Three graduate students from the University of Pennsylvania have been selected as Medical Research Fellows by the Howard Hughes Medical Institute.
Megan Clark from the School of Veterinary Medicine and Ryan Kiefer and Richard Maduka from the Perelman School of Medicine are among the 66 medical and veterinary students chosen to each spend a year in a laboratory working with a mentor on a biomedical research project that the student proposed.
Each medical fellow receives $41,000 in grant support from HHMI, and fellows are eligible to apply for a second year in the program. The program allows participants a respite from their medicine or veterinary training to burnish their research skills, with an aim to produce physicians and veterinarians well versed in basic scientific research.
Megan Clark, a second-year student in Penn Vet, first gained research experience as an undergraduate at the University of Delaware, where she completed a thesis focused on characterizing the immune cells present in the adipose tissue of dairy cows.
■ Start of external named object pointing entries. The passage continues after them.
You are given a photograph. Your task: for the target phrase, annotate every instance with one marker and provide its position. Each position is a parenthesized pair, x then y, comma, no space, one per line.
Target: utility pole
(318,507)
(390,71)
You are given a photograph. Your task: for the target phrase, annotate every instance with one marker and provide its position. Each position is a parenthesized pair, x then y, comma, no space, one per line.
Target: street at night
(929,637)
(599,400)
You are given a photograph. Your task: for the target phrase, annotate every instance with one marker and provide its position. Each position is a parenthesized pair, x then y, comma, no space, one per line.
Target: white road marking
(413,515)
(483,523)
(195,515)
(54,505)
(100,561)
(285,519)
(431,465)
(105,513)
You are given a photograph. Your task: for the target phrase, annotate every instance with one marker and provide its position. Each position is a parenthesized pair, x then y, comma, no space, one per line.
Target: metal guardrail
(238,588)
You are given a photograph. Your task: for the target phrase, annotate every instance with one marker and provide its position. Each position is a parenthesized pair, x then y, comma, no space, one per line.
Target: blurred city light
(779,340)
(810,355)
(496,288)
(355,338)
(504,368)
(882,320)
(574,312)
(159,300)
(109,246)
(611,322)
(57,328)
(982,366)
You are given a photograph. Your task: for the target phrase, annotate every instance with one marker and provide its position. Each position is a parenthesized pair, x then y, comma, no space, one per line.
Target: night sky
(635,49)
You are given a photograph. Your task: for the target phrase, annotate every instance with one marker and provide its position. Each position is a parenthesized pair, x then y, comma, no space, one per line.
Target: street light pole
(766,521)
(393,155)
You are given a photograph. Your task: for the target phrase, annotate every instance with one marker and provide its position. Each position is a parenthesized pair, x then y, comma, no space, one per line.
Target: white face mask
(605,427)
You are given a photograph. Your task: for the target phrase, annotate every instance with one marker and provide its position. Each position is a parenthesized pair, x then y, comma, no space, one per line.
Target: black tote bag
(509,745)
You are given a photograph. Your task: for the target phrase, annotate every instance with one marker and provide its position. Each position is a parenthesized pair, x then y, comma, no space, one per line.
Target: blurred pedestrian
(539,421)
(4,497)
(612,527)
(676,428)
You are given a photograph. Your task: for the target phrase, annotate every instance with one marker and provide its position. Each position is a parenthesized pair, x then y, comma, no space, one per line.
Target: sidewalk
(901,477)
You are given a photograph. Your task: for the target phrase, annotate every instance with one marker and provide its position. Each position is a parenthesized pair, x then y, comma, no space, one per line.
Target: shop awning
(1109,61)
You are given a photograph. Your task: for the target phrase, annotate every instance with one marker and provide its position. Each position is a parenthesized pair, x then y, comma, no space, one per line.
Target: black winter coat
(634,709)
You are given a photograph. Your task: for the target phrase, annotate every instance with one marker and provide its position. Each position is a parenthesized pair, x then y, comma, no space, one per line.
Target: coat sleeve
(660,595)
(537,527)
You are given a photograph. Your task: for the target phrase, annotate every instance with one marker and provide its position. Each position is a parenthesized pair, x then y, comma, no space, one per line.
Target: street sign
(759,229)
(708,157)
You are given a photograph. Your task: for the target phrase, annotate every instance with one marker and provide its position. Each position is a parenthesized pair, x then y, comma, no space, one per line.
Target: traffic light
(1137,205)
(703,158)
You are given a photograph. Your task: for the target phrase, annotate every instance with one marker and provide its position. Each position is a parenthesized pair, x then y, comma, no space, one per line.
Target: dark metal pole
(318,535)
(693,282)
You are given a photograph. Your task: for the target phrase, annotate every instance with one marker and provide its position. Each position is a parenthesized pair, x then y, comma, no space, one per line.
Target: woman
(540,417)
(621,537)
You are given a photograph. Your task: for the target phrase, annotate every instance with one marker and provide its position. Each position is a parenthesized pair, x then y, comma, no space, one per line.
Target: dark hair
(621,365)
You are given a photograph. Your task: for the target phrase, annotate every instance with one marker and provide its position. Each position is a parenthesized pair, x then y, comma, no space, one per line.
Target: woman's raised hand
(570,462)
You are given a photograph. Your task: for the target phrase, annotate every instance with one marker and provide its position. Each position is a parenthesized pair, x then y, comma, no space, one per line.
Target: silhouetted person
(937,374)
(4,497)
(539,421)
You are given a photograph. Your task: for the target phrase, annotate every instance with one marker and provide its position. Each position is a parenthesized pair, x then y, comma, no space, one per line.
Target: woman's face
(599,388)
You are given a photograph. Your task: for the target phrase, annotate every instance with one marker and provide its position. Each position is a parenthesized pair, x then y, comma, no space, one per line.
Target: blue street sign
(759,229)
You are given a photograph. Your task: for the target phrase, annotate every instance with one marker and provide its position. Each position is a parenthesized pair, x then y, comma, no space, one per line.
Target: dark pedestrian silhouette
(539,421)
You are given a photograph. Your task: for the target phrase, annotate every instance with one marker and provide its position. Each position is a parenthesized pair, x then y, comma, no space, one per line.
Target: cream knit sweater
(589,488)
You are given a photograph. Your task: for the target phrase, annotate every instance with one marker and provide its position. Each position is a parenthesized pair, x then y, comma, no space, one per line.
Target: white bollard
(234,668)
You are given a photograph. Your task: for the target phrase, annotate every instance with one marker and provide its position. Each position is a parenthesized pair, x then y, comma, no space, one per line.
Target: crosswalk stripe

She has continued to pursue immunology research while at Penn Vet, working in the lab of Phillip Scott, professor of microbiology and immunology in the Department of Pathobiology.
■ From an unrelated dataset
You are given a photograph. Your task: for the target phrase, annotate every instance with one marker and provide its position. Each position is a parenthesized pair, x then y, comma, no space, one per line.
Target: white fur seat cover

There, she has examined the role of T cell metabolism during infection with the parasite Leishmania, which causes a serious skin disease common in the tropics called leishmaniasis. Recently, the Scott lab found that tissue-resident memory T cells are present not only at the site of Leishmania infection, but also at skin sites distant to infection, where these cells can be retained for as long as a year and play a role in protective immunity against the disease. During the fellowship, Clark will build on these findings, using a murine model to examine how these T cells migrate into non-inflamed skin sites and how they are retained in the skin to provide protection against leishmaniasis.
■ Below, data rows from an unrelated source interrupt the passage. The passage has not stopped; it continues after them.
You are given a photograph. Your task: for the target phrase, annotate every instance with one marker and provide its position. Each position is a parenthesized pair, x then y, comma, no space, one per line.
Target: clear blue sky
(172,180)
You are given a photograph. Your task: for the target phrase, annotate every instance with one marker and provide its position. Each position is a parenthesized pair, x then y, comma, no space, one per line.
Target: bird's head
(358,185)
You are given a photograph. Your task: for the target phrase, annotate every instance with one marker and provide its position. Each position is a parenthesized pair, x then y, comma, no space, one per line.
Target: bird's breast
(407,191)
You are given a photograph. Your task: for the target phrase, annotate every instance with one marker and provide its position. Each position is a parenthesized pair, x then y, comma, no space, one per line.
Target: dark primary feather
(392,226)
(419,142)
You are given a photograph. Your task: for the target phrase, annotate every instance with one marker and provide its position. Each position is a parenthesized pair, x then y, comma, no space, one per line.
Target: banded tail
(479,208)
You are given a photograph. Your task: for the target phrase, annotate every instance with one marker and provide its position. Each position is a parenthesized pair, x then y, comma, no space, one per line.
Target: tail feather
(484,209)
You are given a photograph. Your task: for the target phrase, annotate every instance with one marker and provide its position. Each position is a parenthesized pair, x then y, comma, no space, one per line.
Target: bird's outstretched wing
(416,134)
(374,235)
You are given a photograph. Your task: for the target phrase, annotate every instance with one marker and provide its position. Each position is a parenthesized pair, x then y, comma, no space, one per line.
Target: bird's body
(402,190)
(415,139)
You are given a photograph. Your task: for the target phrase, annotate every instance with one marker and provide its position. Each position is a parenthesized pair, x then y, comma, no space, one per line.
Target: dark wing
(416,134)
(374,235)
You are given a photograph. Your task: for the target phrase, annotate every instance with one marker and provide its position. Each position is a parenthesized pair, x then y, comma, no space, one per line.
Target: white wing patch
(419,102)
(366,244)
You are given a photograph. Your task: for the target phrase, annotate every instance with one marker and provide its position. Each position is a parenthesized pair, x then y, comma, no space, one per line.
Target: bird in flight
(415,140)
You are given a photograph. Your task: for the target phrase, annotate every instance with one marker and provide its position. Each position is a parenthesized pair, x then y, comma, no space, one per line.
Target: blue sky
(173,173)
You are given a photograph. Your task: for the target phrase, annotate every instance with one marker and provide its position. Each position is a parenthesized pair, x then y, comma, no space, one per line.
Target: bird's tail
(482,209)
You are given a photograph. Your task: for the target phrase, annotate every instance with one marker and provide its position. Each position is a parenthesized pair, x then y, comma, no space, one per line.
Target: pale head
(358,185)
Ryan Kiefer is a medical student finishing his third year at Penn’s Perelman School of Medicine. Early in his medical education, he was introduced to the field of interventional radiology and became interested in both the clinical therapies and research performed by this specialty. Beginning this summer, he will take a year-long hiatus from his clinical education to perform basic and translational science research under the mentorship of Terence Gade, an assistant professor of radiology who is part of the Penn Image-Guided Intervention Laboratory. The PIGI Laboratory utilizes numerous methods to develop diagnostic and therapeutic approaches to various pathologies with a particular interest in oncologic therapy.
Ryan will work with Gade to study the metabolic stress response of hepatocellular carcinoma in an effort develop a novel imaging paradigm for dormant cancer states that may lead to improved detection and treatment of this condition and others like it. Following the completion of his research and final year of medical school, Ryan plans to pursue a residency and eventually a career in academic interventional radiology.
Richard Maduka, in his third year of medical school at the Perelman School of Medicine, has participated in several clinical research projects with the Department of Surgery at the Hospital of the University of Pennsylvania and gained exposure to gastrointestinal medicine. He will now be taking the year to perform basic science research under the mentorship of Celeste Simon, a professor of cell and developmental biology, who runs her laboratory within the Abramson Family Cancer Research Institute.
The Simon lab research focus is to elucidate the molecular mechanisms by which changes in oxygen and nutrient availability modulate normal tissue homeostasis and mammalian pathology, with a particular focus on cancer cell metabolic reprogramming, metastasis and the link between chronic inflammation and cancer predisposition. Maduka will work with Simon to characterize the role of the HIF1-alpha gene and B lymphocytes in pancreatic cancer and also the mechanism by which these factors promote accelerated oncogenesis.
“This engagement is perhaps the best way for talented students at this stage in their training to understand the powerful opportunity that emerges at the intersection of medicine and laboratory research,” said David J. Asai, senior director in science education at HHMI. “We hope that each of the Med Fellows seriously considers pursuing a career as a physician-scientist.”